R/lit_search.R
In rgbif: Interface to the Global Biodiversity Information Facility API

Documented in lit_count lit_search

#' Search for literature that cites GBIF mediated data
#' 
#' 
#' @export
#' 
#' @param q (character) Simple full text search parameter. The value for this 
#' parameter can be a simple word or a phrase. Wildcards are not supported.
#' @param countriesOfResearcher (character) Country of institution with which 
#' author is affiliated, e.g. DK (for Denmark). Country codes are 
#' listed in enumeration_country().  
#' @param countriesOfCoverage (character) Country of focus of study, 
#' e.g. BR (for Brazil). Country codes are listed in enumeration_country().  
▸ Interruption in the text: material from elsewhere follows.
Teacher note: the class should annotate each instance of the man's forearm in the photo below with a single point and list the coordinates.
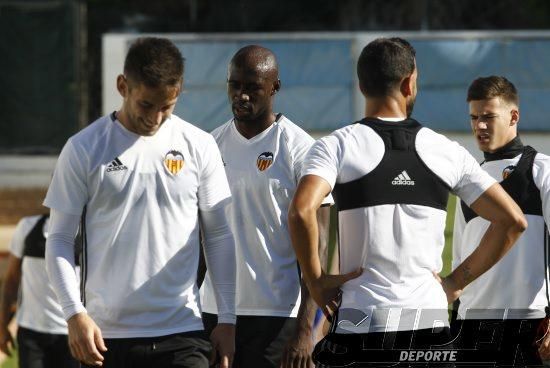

#' @param literatureType (character) Type of literature ("JOURNAL", 
#' "BOOK_SECTION", "WORKING_PAPER", "REPORT", "GENERIC", "THESIS", "CONFERENCE_PROCEEDINGS", 
#' "WEB_PAGE").
#' @param relevance (character) How is the publication relate to GBIF. See details 
#' ("GBIF_USED", "GBIF_MENTIONED", "GBIF_PUBLISHED", "GBIF_CITED", "GBIF_CITED", 
#' "GBIF_PUBLISHED", "GBIF_ACKNOWLEDGED", "GBIF_AUTHOR").
#' @param year (integer) Year of publication.
#' @param topics (character) Topic of publication.
#' @param datasetKey (character) GBIF dataset uuid referenced in publication.
#' @param publishingOrg (character) Publisher uuid whose dataset is 
#' referenced in publication.
#' @param peerReview (logical) Has publication undergone peer-review? 
#' @param openAccess (logical) Is publication Open Access?
#' @param downloadKey (character) Download referenced in publication.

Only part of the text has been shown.